While its Communist neighbors, Red China and North Viet Nam, hurled threats by radio, tiny Laos last week tried desperately to set its house in order. Tough, grizzled General Ouane Rattinkoun, 34, veteran of jungle battles against the French, Chinese, North Viet Nam Reds, and the home-grown Communists of the Pathet Lao, was ordered to solve by force a problem that had not yielded to nearly two years of diplomacy. His task: to integrate into the 25,000 man Royal Laotian army two Communist battalions.

Valley Exit. The integration had been promised in the November 1957 agreement between the government and the rebel Pathet Lao, who then controlled two of the nation's northern provinces under the leadership of Prince Souphanouvong, pro-Red cousin of the King of Laos. "I signed the agreement," said the prince. "I guarantee it will be respected. If the Pathet Lao battalions don't respect the agreement, I no longer consider them friends." To the Laotian government and the army, integration meant that the Communist troops would be parceled out in small numbers among the other troops; to the Red commanders, it meant that their battalions would be made royal but remain intact, always ready for action against the government.
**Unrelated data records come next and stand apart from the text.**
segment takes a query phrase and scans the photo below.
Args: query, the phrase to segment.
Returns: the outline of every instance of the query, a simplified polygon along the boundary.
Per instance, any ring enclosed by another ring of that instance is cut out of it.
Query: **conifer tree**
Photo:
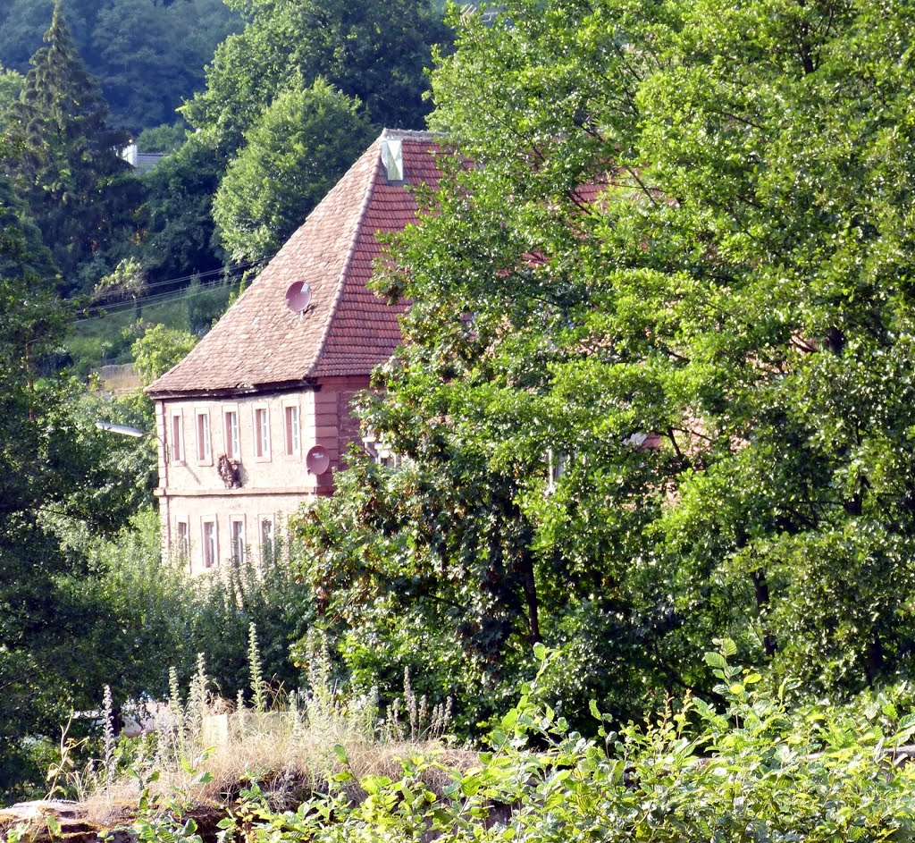
[[[117,152],[127,136],[105,125],[107,103],[59,0],[45,41],[32,57],[21,102],[11,109],[13,157],[6,165],[70,292],[81,268],[130,224],[139,188]]]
Neither side would budge. One Red battalion was encamped in a small valley called Xieng Ngeun, twelve miles from the ancient capital city of Luang Prabang, and the only exit from the valley was guarded by two Royal Laotian battalions and a detachment of paratroopers. The other was stationed on the wide Plaine des Jarres in north Laos, surrounded by four heavily armed loyal battalions. The Royal Laos handed ultimatums to the Reds, giving them the choice of surrendering their arms and being integrated, or being wiped out; food supplies were cut off. At Xieng Ngeun, his hungry men on the edge of mutiny, the Red commander capitulated, marched out of the valley at the head of his unarmed troops. When he was searched, the Red leader angrily cried that it was an "un-Buddhist" action. It was also a valuable one, for on his person was found a letter from Red Prince Souphanouvong ordering him not to accept integration until after the next general election.

Told of the surrender at Xieng Ngeun, the Red battalion on the Plaine des Jarres promised its own answer at noon the next day. The loyal troops surrounding them gave their future brothers-in-arms food and water, fraternized openly. Vigilance relaxed. And when the loyal troops awoke next morning, they found the Reds had decamped during the night, taking their women and children with them.

Jungle Search. General Ouane came storming up to the Plaine des Jarres. ordered paratroops dropped to block the four escape routes to the North Viet Nam border, where Communist Ho Chi Minh was eager to welcome his fleeing comrades from Laos. The stumbling flight of the Reds was halted by armed peasants loyal to the government, who fired on them. The pursuing royal troops closed in, and General Ouane demanded surrender by dawn.

There was no reply and, at sunrise, the attack began. But soon after, word came in from the rebels that they wanted to talk. General Ouane jumped into a light Beaver reconnaissance plane and circled the area, hedgehopping as low as the pilot dared. Said the general: "Finally I spotted my advance patrols through the thick jungle foliage. I flew over them with wings waggling until they halted and I was able to radio that the advance should stop. They were only a few hundred yards from the Communists. If I had arrived a few minutes later, it would have meant the beginning of civil war."

At week's end, as all Laos celebrated the annual fertility festival with phallic symbols, copulating puppets, and men dancing in the streets in women's clothes, the Communist military threat to the state seemed to be disintegrating. Troops from the first Red battalion had been scattered piecemeal throughout the army; Red Prince Souphanouvong languished under house arrest; the battalion of the Plaine des Jarres was on the point of surrender. Was the Red threat over? Said a government spokesman: "Who knows? They've lied so many times before."